Reply to Mafessoni and Prüfer: Inferences with and without singleton site patterns

Mafessoni and Prüfer (1) (MP) make three points: (i) Low variation among Neanderthal genomes implies a small population, (ii) Neanderthal–Denisovan divergence is small relative to archaic-modern, and (iii) an analysis including singleton site patterns (in which the derived allele appears only once) supports a small Neanderthal population and a more recent Neanderthal–Denisovan separation.

Point i assumes that sequenced Neanderthals are representative of all Neanderthals, yet samples come primarily from the north, where DNA preserves well. The global population may have been larger if some unsampled populations were distantly related to those sampled. Point ii is subsidiary to point iii, because divergences can be calculated from site pattern frequencies. We therefore focus on point iii.

Our previous estimates (2) were biased, because our modern human data excluded invariant nucleotide sites (3). Mutations in an archaic lineage appear only if that lineage introgressed into moderns, leading to an undercount of pattern nd.

We now analyze the four genomes studied by MP. Because these have high coverage and are not restricted to variable sites they do not introduce bias. We fit two models, one excluding singleton site patterns [as in our previous publication (2)] and one including them (as MP advocate).

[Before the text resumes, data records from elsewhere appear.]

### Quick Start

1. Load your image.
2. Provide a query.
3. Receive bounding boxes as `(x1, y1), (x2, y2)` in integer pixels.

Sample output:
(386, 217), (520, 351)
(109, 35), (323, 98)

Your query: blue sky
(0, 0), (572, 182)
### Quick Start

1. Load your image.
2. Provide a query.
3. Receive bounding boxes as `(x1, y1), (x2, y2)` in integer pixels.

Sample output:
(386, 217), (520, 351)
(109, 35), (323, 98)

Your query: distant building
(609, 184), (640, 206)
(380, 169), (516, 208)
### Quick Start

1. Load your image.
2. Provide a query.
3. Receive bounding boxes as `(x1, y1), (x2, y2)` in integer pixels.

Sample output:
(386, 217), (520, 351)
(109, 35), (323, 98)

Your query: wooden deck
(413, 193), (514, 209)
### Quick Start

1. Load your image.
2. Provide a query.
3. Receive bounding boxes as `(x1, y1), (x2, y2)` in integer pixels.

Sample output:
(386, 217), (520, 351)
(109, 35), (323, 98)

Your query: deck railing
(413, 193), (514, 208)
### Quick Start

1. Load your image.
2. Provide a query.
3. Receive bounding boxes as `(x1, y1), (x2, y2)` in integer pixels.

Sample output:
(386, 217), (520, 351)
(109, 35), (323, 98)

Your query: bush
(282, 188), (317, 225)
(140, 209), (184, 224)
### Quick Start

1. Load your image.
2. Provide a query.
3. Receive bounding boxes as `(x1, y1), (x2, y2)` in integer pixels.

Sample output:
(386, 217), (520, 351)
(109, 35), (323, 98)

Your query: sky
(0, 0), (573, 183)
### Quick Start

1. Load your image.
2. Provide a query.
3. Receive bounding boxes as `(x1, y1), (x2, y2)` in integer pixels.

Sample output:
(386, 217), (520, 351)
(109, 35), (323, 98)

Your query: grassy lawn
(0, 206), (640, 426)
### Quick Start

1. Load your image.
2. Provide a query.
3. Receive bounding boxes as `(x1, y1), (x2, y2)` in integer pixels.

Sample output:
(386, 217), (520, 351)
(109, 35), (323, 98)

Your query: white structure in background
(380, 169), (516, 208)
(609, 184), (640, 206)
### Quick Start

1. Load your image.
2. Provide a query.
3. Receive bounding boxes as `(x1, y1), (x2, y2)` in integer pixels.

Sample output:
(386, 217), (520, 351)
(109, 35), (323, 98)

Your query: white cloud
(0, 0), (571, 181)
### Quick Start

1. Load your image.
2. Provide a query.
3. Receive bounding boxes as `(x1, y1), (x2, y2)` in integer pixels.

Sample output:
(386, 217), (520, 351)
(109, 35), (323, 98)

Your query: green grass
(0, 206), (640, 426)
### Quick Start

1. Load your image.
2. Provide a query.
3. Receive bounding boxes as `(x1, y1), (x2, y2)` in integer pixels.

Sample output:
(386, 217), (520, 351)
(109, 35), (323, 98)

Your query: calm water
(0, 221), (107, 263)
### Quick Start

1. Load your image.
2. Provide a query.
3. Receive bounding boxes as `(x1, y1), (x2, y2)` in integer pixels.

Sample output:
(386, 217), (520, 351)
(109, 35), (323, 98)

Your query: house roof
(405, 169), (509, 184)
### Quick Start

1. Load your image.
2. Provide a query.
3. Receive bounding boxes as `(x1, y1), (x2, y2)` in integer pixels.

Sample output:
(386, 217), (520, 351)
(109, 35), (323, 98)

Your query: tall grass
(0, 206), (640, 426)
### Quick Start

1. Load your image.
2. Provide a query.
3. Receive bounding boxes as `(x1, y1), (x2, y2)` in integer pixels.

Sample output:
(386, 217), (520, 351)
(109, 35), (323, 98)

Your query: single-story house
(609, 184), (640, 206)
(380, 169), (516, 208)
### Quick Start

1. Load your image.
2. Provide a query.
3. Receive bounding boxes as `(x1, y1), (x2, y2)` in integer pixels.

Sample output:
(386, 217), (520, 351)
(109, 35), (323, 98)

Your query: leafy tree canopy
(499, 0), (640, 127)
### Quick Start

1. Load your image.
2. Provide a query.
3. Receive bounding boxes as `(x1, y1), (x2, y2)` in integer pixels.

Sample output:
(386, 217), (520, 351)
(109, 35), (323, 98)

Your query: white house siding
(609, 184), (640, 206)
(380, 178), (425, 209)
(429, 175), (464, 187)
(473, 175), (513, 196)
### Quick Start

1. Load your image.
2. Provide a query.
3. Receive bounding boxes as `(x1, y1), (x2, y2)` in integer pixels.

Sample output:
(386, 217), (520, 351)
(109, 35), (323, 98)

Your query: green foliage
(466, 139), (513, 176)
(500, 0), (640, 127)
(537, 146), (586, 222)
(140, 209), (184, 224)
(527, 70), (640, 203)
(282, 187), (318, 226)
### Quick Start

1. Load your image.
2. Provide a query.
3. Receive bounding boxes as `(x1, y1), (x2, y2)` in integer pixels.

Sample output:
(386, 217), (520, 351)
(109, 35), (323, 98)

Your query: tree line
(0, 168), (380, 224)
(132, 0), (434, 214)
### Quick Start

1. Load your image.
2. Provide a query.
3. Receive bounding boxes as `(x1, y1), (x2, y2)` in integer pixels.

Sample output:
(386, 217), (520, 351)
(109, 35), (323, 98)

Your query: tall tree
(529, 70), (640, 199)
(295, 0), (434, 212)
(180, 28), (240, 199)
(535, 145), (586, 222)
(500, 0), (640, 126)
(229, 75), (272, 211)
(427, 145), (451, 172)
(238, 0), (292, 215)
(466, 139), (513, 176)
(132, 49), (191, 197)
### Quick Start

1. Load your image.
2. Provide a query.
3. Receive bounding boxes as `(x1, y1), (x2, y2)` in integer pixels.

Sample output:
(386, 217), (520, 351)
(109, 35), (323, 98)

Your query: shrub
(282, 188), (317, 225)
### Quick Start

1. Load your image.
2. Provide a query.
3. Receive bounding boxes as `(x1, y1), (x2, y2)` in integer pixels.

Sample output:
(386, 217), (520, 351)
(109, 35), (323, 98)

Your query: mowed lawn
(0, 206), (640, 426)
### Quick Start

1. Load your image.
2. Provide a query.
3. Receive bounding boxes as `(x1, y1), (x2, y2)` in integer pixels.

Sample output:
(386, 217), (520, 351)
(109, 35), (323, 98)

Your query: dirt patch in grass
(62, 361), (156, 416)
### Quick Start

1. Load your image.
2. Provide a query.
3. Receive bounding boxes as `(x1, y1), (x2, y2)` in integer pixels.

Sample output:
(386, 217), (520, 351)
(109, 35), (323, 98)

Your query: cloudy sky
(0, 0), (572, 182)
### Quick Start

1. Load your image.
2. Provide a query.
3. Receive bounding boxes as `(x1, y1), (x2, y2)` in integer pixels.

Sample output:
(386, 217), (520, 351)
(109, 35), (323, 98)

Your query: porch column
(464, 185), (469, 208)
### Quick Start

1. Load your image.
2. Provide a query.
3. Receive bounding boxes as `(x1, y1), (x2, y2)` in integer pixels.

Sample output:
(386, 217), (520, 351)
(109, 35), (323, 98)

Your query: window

The left side of Fig. 1 presents results for the model without singletons. Our estimate of $T_{\mathit{ND}}$, the Neanderthal–Denisovan separation time, is only slightly smaller than $T_{\mathit{XYND}}$, the archaic-modern separation. This supports an early separation of the two archaics. Parameter $2N_{\mathit{ND}}$ measures the haploid size of the population ancestral to Neanderthals and Denisovans. This estimate is small, implying an early bottleneck among archaics. The estimate of $2N_N$, the Neanderthal population size, is smaller than in our previous publication (2) but still larger than current estimates. These results are broadly consistent with those of our previous publication (2).

Fig. 1.

Legofit estimates and bootstrap confidence intervals. Open circles indicate unconstrained parameters and crosses constrained ones. $T_A$ and $T_D$ are the ages of the Altai Neanderthal and Denisovan fossils, respectively. Other parameters are as defined by Rogers et al. (2).

In their with-singleton analysis MP use genetic data to estimate the ages of the two fossils. We do the same in our own with-singleton analysis, by defining these ages as free parameters. The results (Fig. 1, Right) are more similar to those of MP. Compared with the without-singleton analysis, the Neanderthal population is smaller, the ancestral archaic bottleneck is less severe, and the two archaics separate more recently. Nonetheless, our separation time (632 kya) is still much older than that of MP (459 kya).

We are skeptical of the with-singleton analysis, because it implies that the Denisovan fossil lived only 4 kya. This is probably because site pattern d (derived allele only in Denisovan) is 10% more common than pattern n (only in Neanderthal). This may reflect diagenic changes in the Denisovan genome or hyperarchaic admixture into Denisova (4). Neither our models nor that of MP allows for this, so all may introduce bias. Residuals (Fig. 2) reinforce the view that something is missing from all three models.

Fig. 2.

Residuals for the three models. MP is the “av.” model of Mafessoni and Prüfer; RBH0 and RBH1 are the without- and with-singleton versions of the model fit in Fig. 1. Horizontal bars show 95% bootstrap confidence intervals. Kullback–Leibler divergence, which measures the discrepancy between model and data, is 0.002 for MP but 0.001 for RBH0 and RBH1. All three models have points well outside the confidence intervals.

We favor the without-singleton analysis, which implies a fairly large Neanderthal population. Both analyses imply an early separation of the two archaics and a bottleneck among their ancestors.